Copyright © 2021 Albuquerque Journal

Over the past year, dozens of people in New Mexico allegedly incapacitated have been under the control of a corporate guardian – often a stranger – without notice or even a trial after a judge was told they are in danger, immediately and to be irreparable harm.

Approval for such temporary emergency care is considered necessary in some cases. However, advocates of guardianship reform and a state Supreme Court judge say the longstanding emergency procedure has been abused – sometimes to the detriment of so-called protected individuals and their loved ones.

A new study group appointed by the state’s Supreme Court hopes lawmakers will introduce more legal protection in January for people ending up in temporary guardianship or care.

These legal steps usually lead to the immediate loss of many rights and autonomy of the protected person and make it difficult for families or loved ones to reverse or change them once on the spot.

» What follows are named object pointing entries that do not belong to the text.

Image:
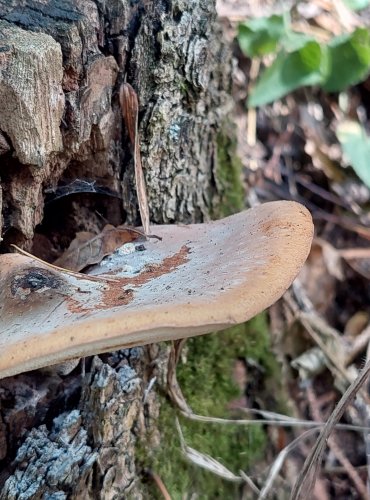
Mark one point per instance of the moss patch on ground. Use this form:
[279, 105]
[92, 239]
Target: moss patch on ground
[206, 381]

“We want to take a lot of extra security precautions so that they cannot be abused by anyone, as we recognize that there still has to be a way out in case of a real emergency,” said Shannon Bacon, judge of the state Supreme Court, last before a legislative committee in August.

Shannon Bacon, NM Supreme Court Justice

The proposed legislative changes were recommended earlier this month by the new 24-person Guardianship Study Group, which includes lawyers, guardians and judges. The group is called WINGS, for an interdisciplinary network of guardianship actors.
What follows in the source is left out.